This post is about a super-fast and dirty way of creating a histogram in MySQL for numeric values.
There are several other ways to create histograms that are better and more flexible using CASE statements and other types of complex logic. This method defeats me again and again, as it is just so easy to change for each use case, and therefore short and short. Here's how you do it:
SELECT ROUND(numeric_value, -2) AS bucket, COUNT(*) AS COUNT, RPAD('', LN(COUNT(*)), '*') AS bar FROM my_table GROUP BY bucket;
Just change the value of numeric_value to any column, change the rounding, and what it is. I made the bars to be on a logarithmic scale, so that they do not grow too much when you have large values.
The numeric_value should be offset in the ROUNDING operation based on increasing rounding to ensure that the first bucket contains as many items as the next buckets.

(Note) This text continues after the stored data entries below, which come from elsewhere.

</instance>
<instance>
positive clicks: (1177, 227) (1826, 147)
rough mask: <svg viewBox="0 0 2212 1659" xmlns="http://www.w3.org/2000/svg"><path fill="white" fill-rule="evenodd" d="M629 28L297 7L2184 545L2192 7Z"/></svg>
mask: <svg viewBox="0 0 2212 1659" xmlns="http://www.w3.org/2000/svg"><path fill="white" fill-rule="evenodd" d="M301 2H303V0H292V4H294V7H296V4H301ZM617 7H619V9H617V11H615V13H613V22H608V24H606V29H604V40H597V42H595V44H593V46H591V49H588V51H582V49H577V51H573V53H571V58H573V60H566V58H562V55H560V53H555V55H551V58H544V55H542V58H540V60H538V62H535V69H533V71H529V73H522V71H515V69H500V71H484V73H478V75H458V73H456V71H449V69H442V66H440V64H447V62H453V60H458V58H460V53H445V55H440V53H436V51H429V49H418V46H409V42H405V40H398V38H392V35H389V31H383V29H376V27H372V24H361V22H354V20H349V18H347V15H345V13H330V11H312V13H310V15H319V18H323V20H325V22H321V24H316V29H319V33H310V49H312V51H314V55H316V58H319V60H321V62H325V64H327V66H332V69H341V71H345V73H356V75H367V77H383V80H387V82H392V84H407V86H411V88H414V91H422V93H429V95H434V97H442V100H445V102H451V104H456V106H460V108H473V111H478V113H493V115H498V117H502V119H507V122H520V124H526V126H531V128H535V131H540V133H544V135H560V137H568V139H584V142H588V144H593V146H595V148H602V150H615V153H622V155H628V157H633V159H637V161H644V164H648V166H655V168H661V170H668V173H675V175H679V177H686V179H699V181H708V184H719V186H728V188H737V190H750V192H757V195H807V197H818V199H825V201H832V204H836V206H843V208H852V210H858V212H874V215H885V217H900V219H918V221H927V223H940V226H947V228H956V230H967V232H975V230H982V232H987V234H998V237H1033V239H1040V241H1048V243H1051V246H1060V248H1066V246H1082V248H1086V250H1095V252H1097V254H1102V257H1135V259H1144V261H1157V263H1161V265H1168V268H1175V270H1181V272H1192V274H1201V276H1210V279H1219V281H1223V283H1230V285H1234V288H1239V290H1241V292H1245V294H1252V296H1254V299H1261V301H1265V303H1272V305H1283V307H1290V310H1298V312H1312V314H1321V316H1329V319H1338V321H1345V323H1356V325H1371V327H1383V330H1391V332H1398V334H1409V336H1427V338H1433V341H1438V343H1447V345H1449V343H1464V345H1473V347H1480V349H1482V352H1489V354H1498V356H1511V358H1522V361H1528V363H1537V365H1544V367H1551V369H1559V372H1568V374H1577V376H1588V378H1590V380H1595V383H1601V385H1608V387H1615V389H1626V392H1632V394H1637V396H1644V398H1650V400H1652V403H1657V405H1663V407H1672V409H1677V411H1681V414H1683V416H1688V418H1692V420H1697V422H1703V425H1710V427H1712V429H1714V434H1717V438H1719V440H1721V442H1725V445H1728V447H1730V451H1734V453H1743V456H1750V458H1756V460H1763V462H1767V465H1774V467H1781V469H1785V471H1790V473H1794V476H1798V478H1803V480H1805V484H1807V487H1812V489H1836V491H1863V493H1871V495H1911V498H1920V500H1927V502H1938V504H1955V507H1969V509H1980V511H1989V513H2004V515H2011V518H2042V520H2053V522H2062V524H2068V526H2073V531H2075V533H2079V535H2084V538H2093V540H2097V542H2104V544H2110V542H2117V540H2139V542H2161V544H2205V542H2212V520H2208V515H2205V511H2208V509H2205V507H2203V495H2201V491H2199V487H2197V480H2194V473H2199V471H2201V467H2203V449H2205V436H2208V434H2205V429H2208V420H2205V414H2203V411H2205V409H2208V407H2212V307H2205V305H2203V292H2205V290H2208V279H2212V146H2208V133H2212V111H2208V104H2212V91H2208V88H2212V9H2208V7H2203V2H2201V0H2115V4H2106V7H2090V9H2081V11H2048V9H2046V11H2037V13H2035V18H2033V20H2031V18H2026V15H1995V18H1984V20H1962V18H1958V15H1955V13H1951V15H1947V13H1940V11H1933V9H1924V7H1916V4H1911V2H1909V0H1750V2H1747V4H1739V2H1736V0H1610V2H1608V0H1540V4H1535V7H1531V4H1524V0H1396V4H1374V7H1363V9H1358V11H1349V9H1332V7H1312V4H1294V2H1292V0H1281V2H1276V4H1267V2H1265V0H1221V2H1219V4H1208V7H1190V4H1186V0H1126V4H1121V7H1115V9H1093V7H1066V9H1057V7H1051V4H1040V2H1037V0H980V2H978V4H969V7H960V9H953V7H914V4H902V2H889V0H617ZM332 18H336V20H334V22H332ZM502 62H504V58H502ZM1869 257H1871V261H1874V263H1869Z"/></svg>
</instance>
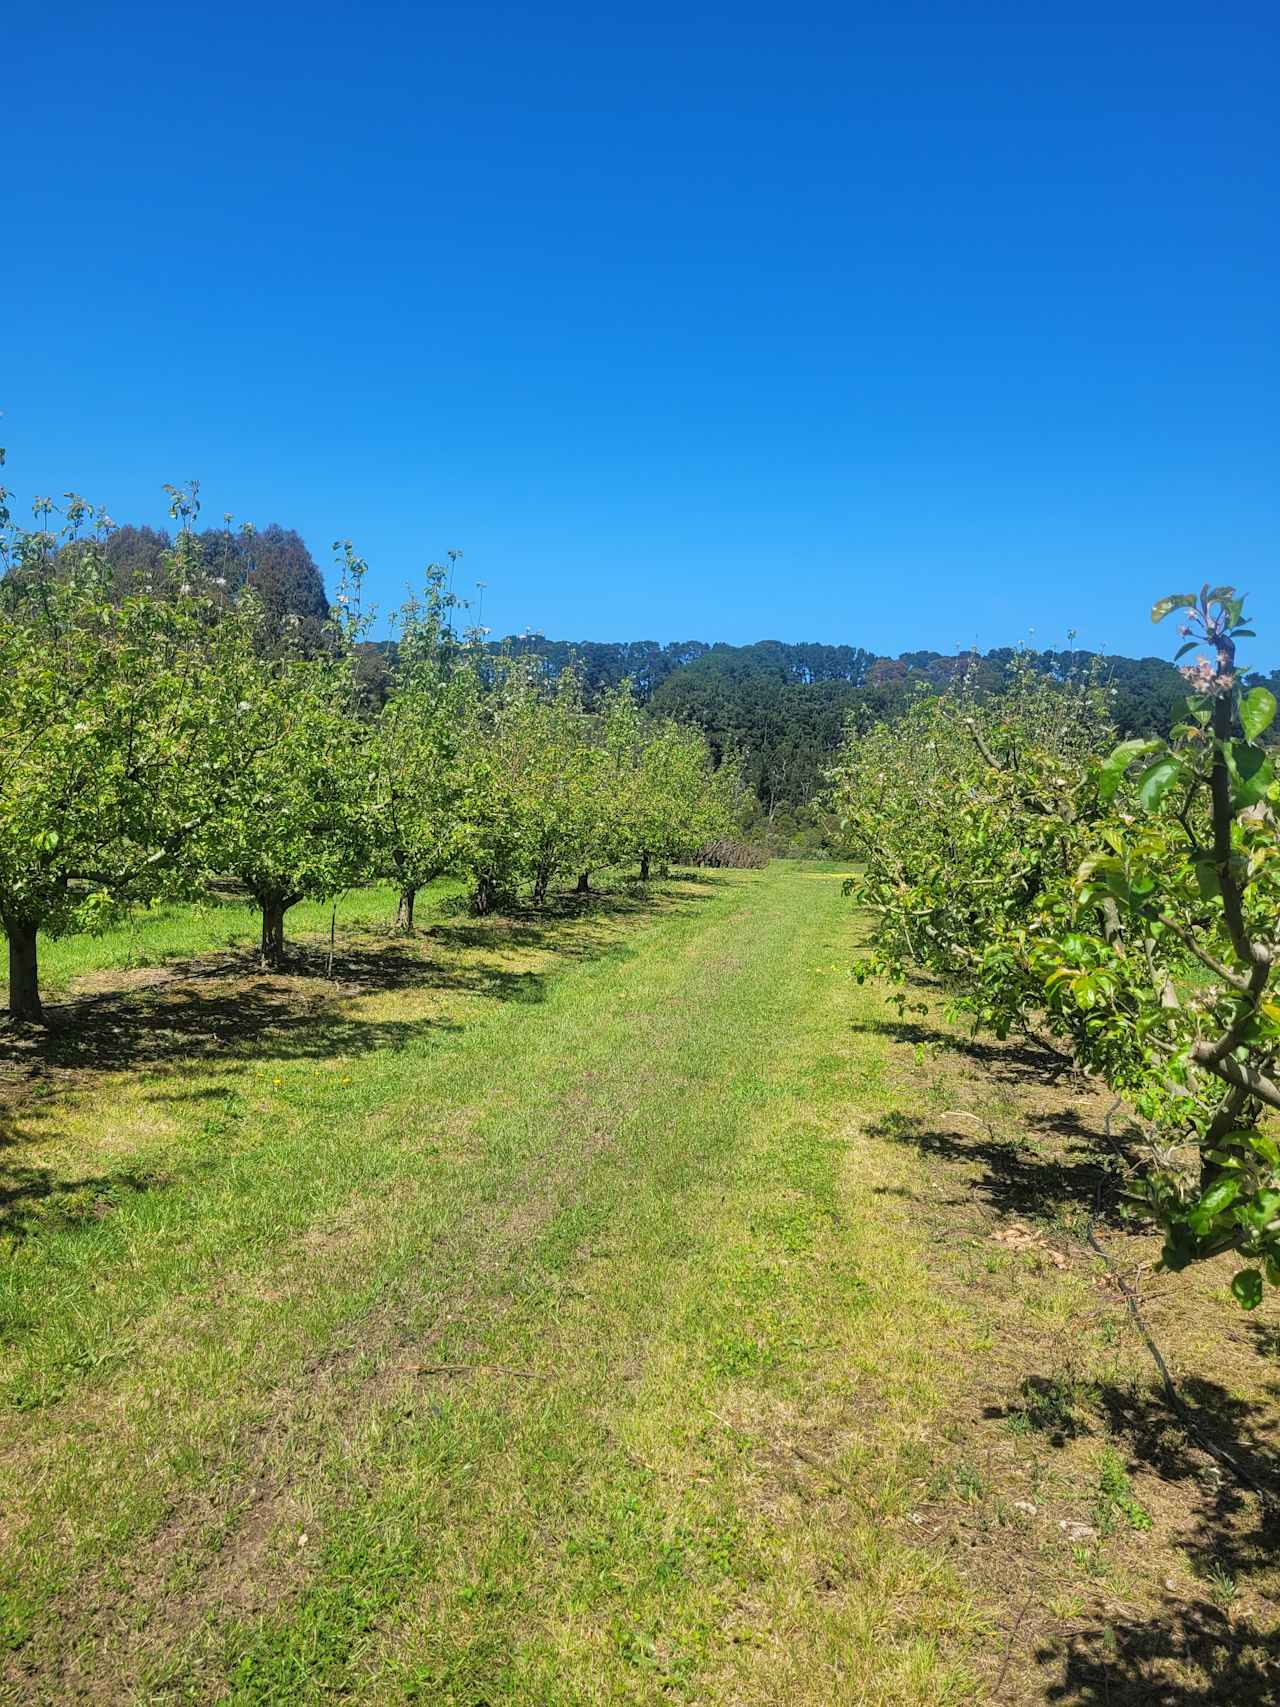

eg. with ROUND (numeric_value, -1), a numeric_value in the range [0.4] (5 elements) will be placed in the first bucket, while [5.14] (10 elements) in the second, [15.24] in the third, if only numeric_value is offset accordingly through ROUND (the numeric value is 5, -1).
This is an example of such a query for some random data that looks pretty nice. Good enough to quickly evaluate data.
+--------+----------+-----------------+ | bucket | count | bar | +--------+----------+-----------------+ | -500 | 1 | | | -400 | 2 | * | | -300 | 2 | * | | -200 | 9 | ** | | -100 | 52 | **** | | 0 | 5310766 | *************** | | 100 | 20779 | ********** | | 200 | 1865 | ******** | | 300 | 527 | ****** | | 400 | 170 | ***** | | 500 | 79 | **** | | 600 | 63 | **** | | 700 | 35 | **** | | 800 | 14 | *** | | 900 | 15 | *** | | 1000 | 6 | ** | | 1100 | 7 | ** | | 1200 | 8 | ** | | 1300 | 5 | ** | | 1400 | 2 | * | | 1500 | 4 | * | +--------+----------+-----------------+
Some notes: Ranges that do not have a match will not be displayed in the account - you will not have a zero in the count column. In addition, I use the ROUND function here. You can just as easily replace it with TRUNCATE if you feel it makes more sense to you.